ROCK LOOK STORIES: LO STILE PUNK

Questa settimana il nostro viaggio ci porta negli anni ’70, alla scoperta dello stile Punk e della sua evoluzione come fenomeno culturale e nel mondo della moda.

LE ORIGINI

Il genere Punk nacque verso la metà degli anni ’70 negli Stati Uniti.

Tra le prime band ad essere definite punk rock troviamo i Ramones, anche se già in precedenza alcuni gruppi come The Stooges, New York Dolls, Talking Heads e Television adottavano elementi musicali tipici di questo stile.

In un secondo momento la corrente Punk arrivò anche in Gran Bretagna, dove esplose con i Sex Pistols e i Clash.

L’ideologia del movimento si è suddivisa negli anni in diverse “classificazioni”, sia di stampo politico che apolitico. Esiste comunque un filone di pensiero che unisce tutte queste correnti, che è il rifiuto per qualsiasi forma di controllo, tra cui quello esercitato dai mass-media e dalle organizzazioni religiose.

L’INFLUENZA NELLA MODA

Il look Punk ne rispecchia l’ideologia e vuole essere provocatorio e fuori dagli schemi.

Si compone di vestiti strappati, capelli corti, spettinati e spesso colorati, indumenti sadomaso-fetish, giubbotti e pantaloni in pelle, catene, borchie, spille da balia, lucchetti usati come collane, collari borchiati, svastiche (al solo scopo di scandalizzare), lamette. L’importante è che il tutto sia appariscente e sfacciato.
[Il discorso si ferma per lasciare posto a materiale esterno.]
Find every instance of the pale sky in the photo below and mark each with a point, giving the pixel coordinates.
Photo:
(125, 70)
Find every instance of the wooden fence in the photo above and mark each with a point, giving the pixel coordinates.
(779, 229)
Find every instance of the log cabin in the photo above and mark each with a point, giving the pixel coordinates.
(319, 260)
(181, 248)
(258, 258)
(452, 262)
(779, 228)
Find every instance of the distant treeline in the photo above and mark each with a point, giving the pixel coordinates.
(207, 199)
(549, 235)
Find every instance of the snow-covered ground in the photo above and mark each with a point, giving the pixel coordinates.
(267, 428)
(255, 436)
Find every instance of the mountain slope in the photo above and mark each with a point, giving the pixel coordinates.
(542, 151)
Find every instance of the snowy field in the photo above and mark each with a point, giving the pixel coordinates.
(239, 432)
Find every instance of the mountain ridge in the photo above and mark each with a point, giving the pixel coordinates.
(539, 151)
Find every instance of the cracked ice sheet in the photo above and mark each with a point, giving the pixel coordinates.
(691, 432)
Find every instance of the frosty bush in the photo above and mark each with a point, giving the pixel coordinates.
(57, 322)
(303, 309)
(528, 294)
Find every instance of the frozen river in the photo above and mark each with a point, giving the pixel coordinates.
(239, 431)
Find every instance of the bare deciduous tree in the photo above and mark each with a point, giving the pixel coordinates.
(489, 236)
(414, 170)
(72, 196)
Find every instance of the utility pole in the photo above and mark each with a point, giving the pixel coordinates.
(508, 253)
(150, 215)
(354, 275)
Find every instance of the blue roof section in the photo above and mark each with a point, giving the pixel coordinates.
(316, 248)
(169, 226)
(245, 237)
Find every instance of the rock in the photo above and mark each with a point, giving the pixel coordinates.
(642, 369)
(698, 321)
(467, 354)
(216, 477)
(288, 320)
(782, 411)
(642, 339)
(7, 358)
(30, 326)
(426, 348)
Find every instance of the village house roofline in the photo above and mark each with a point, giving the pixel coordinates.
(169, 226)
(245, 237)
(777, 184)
Tra i negozi simbolo non si possono non citare il Seditionaries di Vivienne Westwood, il primo autentico negozio punk di Londra; il Kitsch-22, pionieri della T-shirt grafica come oggetto di moda; il Boy al numero civico 153 di King’s Road a Londra; il Poseur a Los Angeles; il Manic Panic di New York, famoso per l’omonima tinta semipermanente per capelli; il Trash and Vaudeville, frequentato abitualmente da Patti Smith, Iggy Pop, i Ramones e Blondie; il Revenge di New York.

Lo stile Punk, nel suo ideale, doveva caratterizzarsi come un rifiuto dei canoni della moda ma, dopo la prima sfilata a Londra nel 1981 della collezione Pirate di Vivienne Westwood, molti altri famosi stilisti iniziarono ad accingere a questo movimento per le loro collezioni, tralasciando spesso il suo valore simbolico.

IN ITALIA

Il movimento contava già i primi rari esponenti in Italia già dalla fine degli anni ’70, anche se emerse con maggiore evidenza nei primi anni ’80.

Il principale luogo di diffusione della prima scena Punk in Italia fu il centro sociale Virus di Milano, di cui potete leggerne la storia e l’atmosfera nel libro Costretti a sanguinare” di Marco “Philopat” Galliani.

Il genere si sviluppò seguendo due filoni diversi: sotto un profilo non ideologico nascevano band che facevano del divertimento la loro filosofia, come i Skiantos o i Tampax; dall’altro si sviluppava nella sua parte ideologica, anticommerciale e anticonformista, come i Bloody Riot o i Klaxon.